Dieser Umstand war freylich gerade der unangenehmste in seinem ganzen Traume; aber das Vergnügen sie gesehen zu haben, und der liebliche Ton ihrer Tröstungen, der noch um sein entzücktes Ohr säuselte, machte ihn für alles schmerzhafte unempfindlich. Er vergaß aller seiner überstandenen Trübsale, verachtete alle künftige, und war jetzt nur begierig eine Reise fortzusetzen, wovon jeder Schritt ihn dem Ziele seiner Sehnsucht näher brachte. Er weckte also den Pedrillo, und nachdem er ihm voller Freuden seinen Traum erzählt hatte, befahl er ihm sich unverzüglich reisefertig zu machen.

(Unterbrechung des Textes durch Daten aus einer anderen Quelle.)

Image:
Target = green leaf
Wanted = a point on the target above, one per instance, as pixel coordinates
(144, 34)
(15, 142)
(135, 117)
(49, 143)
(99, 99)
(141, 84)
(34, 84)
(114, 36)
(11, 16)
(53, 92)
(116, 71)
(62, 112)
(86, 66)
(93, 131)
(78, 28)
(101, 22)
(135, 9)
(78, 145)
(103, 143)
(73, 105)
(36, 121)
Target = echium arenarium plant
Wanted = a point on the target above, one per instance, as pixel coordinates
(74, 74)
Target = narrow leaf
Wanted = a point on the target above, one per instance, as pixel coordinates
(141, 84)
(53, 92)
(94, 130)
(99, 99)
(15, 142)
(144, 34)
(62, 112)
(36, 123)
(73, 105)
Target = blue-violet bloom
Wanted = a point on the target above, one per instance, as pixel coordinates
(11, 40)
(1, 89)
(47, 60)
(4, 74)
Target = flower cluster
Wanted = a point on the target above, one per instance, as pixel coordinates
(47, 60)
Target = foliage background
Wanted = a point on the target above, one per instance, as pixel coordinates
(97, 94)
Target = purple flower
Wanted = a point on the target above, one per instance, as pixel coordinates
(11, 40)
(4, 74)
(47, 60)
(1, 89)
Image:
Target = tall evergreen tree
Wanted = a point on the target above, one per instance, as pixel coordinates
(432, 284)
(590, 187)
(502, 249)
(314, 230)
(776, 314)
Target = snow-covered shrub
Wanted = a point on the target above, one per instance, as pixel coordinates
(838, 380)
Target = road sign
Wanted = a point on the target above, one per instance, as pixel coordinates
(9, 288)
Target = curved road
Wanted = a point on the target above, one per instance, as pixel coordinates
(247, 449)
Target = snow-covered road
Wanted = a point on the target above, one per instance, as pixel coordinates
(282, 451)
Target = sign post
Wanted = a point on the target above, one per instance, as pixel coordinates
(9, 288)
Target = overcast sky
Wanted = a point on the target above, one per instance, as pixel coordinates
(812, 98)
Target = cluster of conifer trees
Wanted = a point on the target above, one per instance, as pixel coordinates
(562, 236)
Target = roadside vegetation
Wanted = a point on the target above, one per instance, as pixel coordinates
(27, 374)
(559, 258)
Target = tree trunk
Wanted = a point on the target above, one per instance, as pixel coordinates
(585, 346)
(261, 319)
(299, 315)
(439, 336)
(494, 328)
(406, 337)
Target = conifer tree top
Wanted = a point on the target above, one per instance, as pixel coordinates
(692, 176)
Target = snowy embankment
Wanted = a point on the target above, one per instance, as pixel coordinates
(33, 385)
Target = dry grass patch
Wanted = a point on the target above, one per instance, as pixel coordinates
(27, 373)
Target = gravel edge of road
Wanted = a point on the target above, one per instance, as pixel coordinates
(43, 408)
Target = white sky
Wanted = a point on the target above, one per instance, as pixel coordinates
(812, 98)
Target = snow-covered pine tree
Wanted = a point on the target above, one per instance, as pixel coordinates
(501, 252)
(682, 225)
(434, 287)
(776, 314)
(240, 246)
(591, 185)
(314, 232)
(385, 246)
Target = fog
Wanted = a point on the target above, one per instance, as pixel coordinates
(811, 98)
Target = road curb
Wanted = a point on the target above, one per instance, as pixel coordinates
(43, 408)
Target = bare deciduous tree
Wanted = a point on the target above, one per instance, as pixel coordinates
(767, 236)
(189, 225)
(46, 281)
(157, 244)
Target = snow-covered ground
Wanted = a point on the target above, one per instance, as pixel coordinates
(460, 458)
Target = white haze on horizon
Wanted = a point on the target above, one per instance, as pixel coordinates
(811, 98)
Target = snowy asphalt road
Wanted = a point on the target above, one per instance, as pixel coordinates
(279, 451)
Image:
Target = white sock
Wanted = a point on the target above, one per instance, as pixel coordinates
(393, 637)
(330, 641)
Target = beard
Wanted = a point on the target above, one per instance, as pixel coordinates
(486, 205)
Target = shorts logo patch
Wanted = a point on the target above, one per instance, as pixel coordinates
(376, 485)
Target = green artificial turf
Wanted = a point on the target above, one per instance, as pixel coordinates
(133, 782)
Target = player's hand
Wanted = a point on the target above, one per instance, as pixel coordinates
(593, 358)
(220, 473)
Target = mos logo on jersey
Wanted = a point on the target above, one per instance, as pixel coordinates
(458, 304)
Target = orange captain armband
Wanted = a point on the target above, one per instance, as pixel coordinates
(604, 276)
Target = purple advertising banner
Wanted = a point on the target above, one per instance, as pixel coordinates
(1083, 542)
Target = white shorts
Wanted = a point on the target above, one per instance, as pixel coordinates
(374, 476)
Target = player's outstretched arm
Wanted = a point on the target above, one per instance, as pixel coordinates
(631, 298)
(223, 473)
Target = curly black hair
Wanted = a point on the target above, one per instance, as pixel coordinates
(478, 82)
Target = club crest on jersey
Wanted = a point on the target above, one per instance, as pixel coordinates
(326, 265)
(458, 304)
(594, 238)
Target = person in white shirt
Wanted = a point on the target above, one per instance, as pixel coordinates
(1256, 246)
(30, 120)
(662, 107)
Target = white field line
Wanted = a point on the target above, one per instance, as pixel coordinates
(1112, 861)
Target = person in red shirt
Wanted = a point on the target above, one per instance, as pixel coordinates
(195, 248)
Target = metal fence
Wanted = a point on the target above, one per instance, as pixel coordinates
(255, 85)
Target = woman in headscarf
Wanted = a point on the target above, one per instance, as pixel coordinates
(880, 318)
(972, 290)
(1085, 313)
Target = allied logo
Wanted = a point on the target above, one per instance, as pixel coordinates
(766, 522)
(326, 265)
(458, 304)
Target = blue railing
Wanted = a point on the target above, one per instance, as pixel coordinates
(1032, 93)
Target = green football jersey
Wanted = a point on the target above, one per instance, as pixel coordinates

Beym Sanct Velten, rief Pedrillo, das ist doch artig, wie unsre Träume in einander passen! Ihr habt eine Erscheinung von der Princeßin gehabt und ich vom Sylphen-Mädchen. Es kam mir vor, ich fände sie an dem nehmlichen Orte, wo ihr gestern schliefet, unter den Rosen liegen; aber ihre Frau, die Fee, war nicht dabey, und jetzt reuet es mich, daß ich sie nicht nach ihrem Namen fragte; aber wir hatten so viel andere Dinge zu schwatzen, daß ich es vergaß. Sapperment! die Zeit vergieng, daß ich nicht wußte, wo sie hinkam; wir waren wohl drey bis vier Stunden beysammen, denn die Sonne gieng unter, ohne daß wirs gewahr wurden, und doch däuchte michs nur ein Augenblick; es war mir nicht anders als ob ich selbst ein Sylphe wäre; wenn es mir das Leben gälte, so könnt ich euch nicht beschreiben, wie mir war, aber das ist gewiß, daß mir in meinem Leben nie so zu Muthe gewesen ist. Sagt ich nicht, das Glück würde uns auch einmal wieder anlachen? Diese Träume kamen gewiß nicht so von ungefähr; wer weiß was geschehen kan? Die Frau Rademante will es vielleicht auf einmal wieder einbringen, was sie bisher versäumt hat. Wir wollen sehen, sagte der Blinde: das Blatt kan sich schnell wenden. So viel versichere ich euch, Herr, wenn ich einmal den grünen Zwerg unter mich kriege, wie ich hoffe und glaube, so soll er die Rippen-Stösse mit Wucher wieder kriegen, womit er uns heute bedient hat, darauf kan er sich verlassen.